The museum depot had a single nightwatchman, who guarded the key cupboard, including the keys of the art depot. The depot was burglarized in 1987 and the pulpit support of the Rootsi-Mihkli Church, a statue of Moses, was one of the stolen objects.
Some 30 years later, in February 2015, Juta Kivimäe, an expert in modern art, called Lainvoo. “She said that a strange wooden sculpture was brought for assessment. The owner believed it had been carved by Amandus Adamson, but it was clearly not his work,” the chief inspector recalled.
As Lainvoo saw the photograph, she was quite sure that it was a Baroque sculpture, possibly by Christian Ackermann. “I started to study my records and was suddenly shocked as I saw the photo of the same sculpture,” Lainvoo said.
Since the pre-war photograph of the pulpit support was not just well preserved but also highly detailed, it became immediately clear that the figure was the same sculpture, which had been stolen back in the 1980s.
The owner, who had brought the sculpture to Kivimäe for studying, allegedly knew nothing of the theft and since the crime had happened a long time ago, it was decided to accept that a valuable piece of heritage had been recovered.
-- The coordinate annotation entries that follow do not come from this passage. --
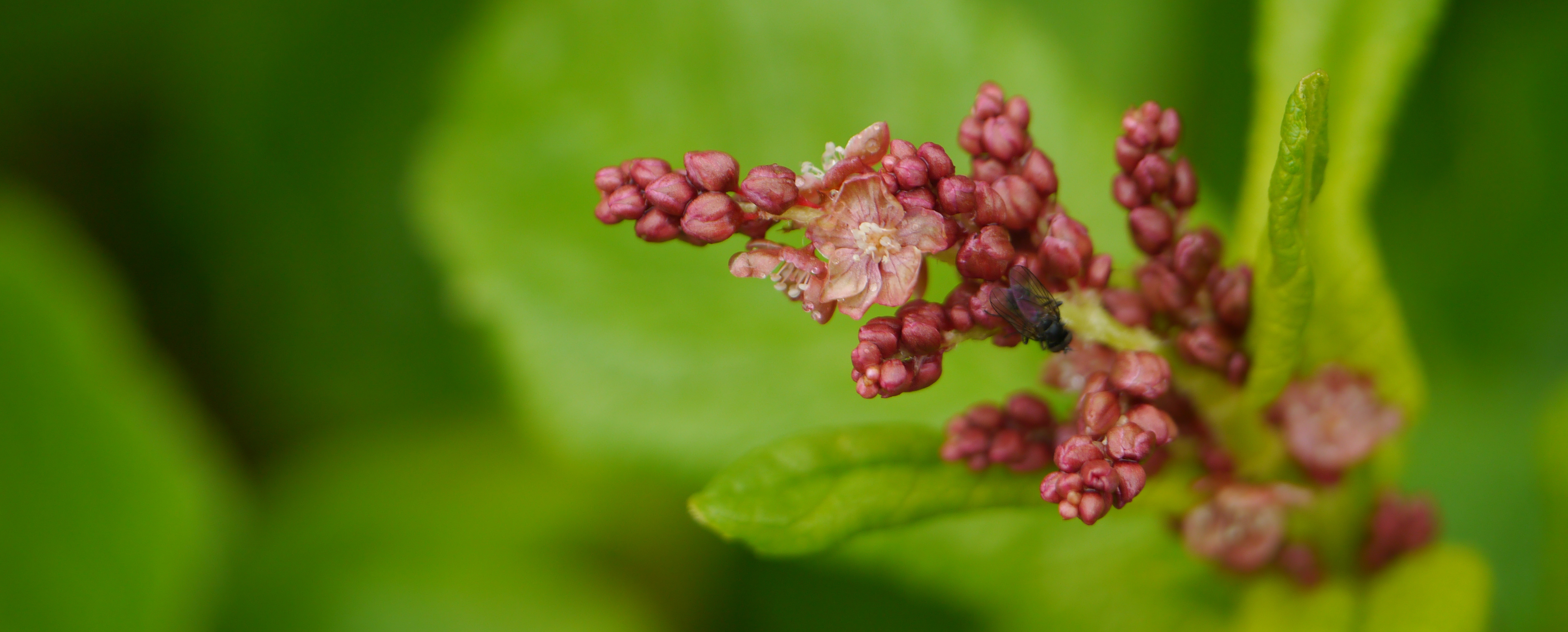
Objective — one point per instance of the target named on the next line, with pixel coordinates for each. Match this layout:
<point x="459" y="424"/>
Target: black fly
<point x="1031" y="309"/>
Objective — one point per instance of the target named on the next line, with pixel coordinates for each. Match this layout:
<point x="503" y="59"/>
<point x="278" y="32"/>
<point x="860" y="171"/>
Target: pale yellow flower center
<point x="876" y="241"/>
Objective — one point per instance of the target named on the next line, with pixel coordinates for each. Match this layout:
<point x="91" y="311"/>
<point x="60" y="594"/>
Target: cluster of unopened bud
<point x="1332" y="421"/>
<point x="902" y="352"/>
<point x="1020" y="435"/>
<point x="1398" y="527"/>
<point x="705" y="203"/>
<point x="1117" y="426"/>
<point x="1181" y="284"/>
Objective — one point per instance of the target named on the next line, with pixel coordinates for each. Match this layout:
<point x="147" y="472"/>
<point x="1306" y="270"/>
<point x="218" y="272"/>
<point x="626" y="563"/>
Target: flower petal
<point x="924" y="230"/>
<point x="899" y="275"/>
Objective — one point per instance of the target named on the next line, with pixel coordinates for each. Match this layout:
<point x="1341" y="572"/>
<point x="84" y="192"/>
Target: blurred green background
<point x="307" y="325"/>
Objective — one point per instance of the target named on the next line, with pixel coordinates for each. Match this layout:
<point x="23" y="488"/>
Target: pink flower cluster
<point x="1021" y="435"/>
<point x="1181" y="284"/>
<point x="1117" y="427"/>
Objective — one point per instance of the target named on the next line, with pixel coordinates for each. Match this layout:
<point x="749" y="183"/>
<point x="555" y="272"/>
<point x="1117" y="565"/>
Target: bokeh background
<point x="307" y="325"/>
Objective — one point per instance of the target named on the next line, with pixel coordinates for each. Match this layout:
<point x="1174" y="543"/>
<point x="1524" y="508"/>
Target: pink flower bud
<point x="1163" y="289"/>
<point x="871" y="145"/>
<point x="1100" y="476"/>
<point x="866" y="355"/>
<point x="1141" y="374"/>
<point x="985" y="254"/>
<point x="645" y="171"/>
<point x="1185" y="186"/>
<point x="770" y="187"/>
<point x="1048" y="488"/>
<point x="1197" y="253"/>
<point x="1131" y="479"/>
<point x="911" y="173"/>
<point x="970" y="135"/>
<point x="1016" y="110"/>
<point x="1151" y="230"/>
<point x="1007" y="446"/>
<point x="921" y="198"/>
<point x="1130" y="441"/>
<point x="1155" y="421"/>
<point x="1332" y="421"/>
<point x="882" y="331"/>
<point x="1040" y="171"/>
<point x="1125" y="189"/>
<point x="1206" y="346"/>
<point x="1098" y="413"/>
<point x="711" y="219"/>
<point x="656" y="226"/>
<point x="1170" y="128"/>
<point x="955" y="195"/>
<point x="1126" y="306"/>
<point x="1128" y="154"/>
<point x="1020" y="201"/>
<point x="712" y="171"/>
<point x="938" y="164"/>
<point x="626" y="203"/>
<point x="1029" y="411"/>
<point x="1093" y="507"/>
<point x="1004" y="139"/>
<point x="670" y="193"/>
<point x="1231" y="292"/>
<point x="896" y="379"/>
<point x="1098" y="272"/>
<point x="609" y="180"/>
<point x="1078" y="451"/>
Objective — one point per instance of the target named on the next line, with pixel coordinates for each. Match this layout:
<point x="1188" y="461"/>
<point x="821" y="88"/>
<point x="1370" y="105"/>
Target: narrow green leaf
<point x="1371" y="49"/>
<point x="1283" y="286"/>
<point x="811" y="491"/>
<point x="1275" y="604"/>
<point x="1555" y="482"/>
<point x="1443" y="589"/>
<point x="115" y="509"/>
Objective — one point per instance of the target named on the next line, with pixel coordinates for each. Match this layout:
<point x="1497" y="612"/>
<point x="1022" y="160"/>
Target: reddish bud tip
<point x="985" y="254"/>
<point x="1155" y="421"/>
<point x="645" y="171"/>
<point x="1098" y="413"/>
<point x="937" y="161"/>
<point x="711" y="219"/>
<point x="1078" y="451"/>
<point x="1151" y="230"/>
<point x="1130" y="441"/>
<point x="1141" y="374"/>
<point x="656" y="226"/>
<point x="672" y="192"/>
<point x="770" y="187"/>
<point x="1195" y="254"/>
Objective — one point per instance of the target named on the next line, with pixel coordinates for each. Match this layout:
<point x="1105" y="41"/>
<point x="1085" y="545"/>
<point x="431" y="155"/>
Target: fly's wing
<point x="1029" y="289"/>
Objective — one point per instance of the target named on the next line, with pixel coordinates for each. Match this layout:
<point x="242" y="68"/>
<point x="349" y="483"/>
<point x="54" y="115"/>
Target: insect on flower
<point x="1031" y="309"/>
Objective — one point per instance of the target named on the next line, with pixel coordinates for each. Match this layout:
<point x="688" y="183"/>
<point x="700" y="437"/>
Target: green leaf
<point x="115" y="506"/>
<point x="1555" y="481"/>
<point x="1275" y="604"/>
<point x="1441" y="589"/>
<point x="653" y="352"/>
<point x="808" y="493"/>
<point x="1371" y="49"/>
<point x="1283" y="284"/>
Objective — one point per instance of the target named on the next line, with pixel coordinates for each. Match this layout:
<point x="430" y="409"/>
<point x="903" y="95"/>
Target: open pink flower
<point x="874" y="245"/>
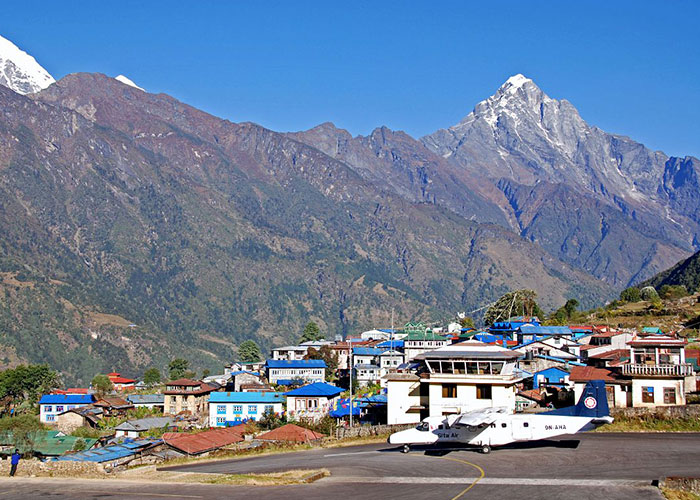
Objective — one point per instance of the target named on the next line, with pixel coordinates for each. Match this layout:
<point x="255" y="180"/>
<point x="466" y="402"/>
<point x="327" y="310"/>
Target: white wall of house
<point x="467" y="396"/>
<point x="402" y="395"/>
<point x="659" y="388"/>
The figure of Moses has by now returned to the Rootsi-Mihkli Church.
Yet the returning sculpture offered another surprise to the experts, While the statue had been painted before theft, someone had subsequently removed all the paint for some reason. “As we cleaned and treated the statue, a wartime bullet was found in it. A weapons specialist ascertained that the status had probably been hit during combat action in 1944 as it had been removed from the church. Experts determined that the bullet had been fired from a German Mauser rifle.
Lainvoo said that a lost piece of heritage is generally found approximately once a year. Considering that the register of stolen works of art, which was founded in 2011, contains a total of 653 entries (mostly icons), it does not seem a very positive outcome. Yet the national heritage protectors are happy for even that.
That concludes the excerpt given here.